You know that if he says that you have to let him do it. Don't beg him to stay. If he doesn't come home, call the police. He wants the drama of you begging, phoning round, not sleeping etc.

Do you have support from your partner?

yeOldeTrout Sun 04-Sep-16 14:41:26

When he's heading out the door hand him the phone number for social services. Remind him not to talk to strangers & wish him good luck. Refuse to play into their dramas.

Divide them up, the 16yo sounds a lot more reasonable. When she's saying horrible things do you tell her so? "I never speak to you like that, so why do you think it's okay to speak to me like that? How would you feel if I spoke to you like that? We aren't discussing XYZ until you stop speaking horribly to me."

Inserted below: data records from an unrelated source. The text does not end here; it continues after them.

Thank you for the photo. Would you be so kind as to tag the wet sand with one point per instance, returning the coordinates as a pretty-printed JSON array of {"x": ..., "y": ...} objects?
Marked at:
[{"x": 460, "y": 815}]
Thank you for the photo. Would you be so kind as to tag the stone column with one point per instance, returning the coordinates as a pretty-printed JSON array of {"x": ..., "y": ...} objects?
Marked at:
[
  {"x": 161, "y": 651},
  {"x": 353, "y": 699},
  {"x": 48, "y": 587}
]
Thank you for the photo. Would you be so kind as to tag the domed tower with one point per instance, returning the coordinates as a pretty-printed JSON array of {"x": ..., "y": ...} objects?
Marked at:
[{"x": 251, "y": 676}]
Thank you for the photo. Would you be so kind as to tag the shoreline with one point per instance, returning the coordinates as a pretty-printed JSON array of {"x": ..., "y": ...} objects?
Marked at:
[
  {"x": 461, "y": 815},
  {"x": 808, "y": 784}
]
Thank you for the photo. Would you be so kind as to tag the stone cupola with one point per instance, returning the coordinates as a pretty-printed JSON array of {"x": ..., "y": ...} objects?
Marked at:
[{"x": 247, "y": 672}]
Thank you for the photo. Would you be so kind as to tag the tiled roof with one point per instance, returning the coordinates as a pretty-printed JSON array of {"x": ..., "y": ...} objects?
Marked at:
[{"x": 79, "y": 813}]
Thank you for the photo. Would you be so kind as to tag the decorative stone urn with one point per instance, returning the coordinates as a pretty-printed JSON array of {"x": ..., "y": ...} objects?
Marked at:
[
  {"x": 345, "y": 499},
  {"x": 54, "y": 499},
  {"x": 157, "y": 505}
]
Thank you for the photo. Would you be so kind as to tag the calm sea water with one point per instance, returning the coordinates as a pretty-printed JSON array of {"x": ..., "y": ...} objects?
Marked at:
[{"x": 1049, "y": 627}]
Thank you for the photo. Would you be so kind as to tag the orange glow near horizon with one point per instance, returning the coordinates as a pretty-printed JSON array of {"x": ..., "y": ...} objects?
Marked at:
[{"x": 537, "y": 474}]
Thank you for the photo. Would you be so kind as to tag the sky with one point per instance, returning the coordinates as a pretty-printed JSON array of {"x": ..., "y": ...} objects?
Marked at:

When he's in a good mood & being reasonable, ask to chat & ask him why he gets into such a state that he has to leave the house. What's he feeling then, why does it seem like the best behaviour, what could he do to stop getting into such a state or to get out of it faster, what would he actually like you to do in that moment. Make the discussion about a problem that you guys share.

(ps: where does he go when he goes out at 9pm?)

barbsbarbs Sun 04-Sep-16 14:43:16

yes there is support from him I guess we are normally on the same page.. we both feel drained and deflated...... the thing is hes only 14, if he was 17 it would be a different story.. he knows we would be worrying...... I guess we'll have to try that...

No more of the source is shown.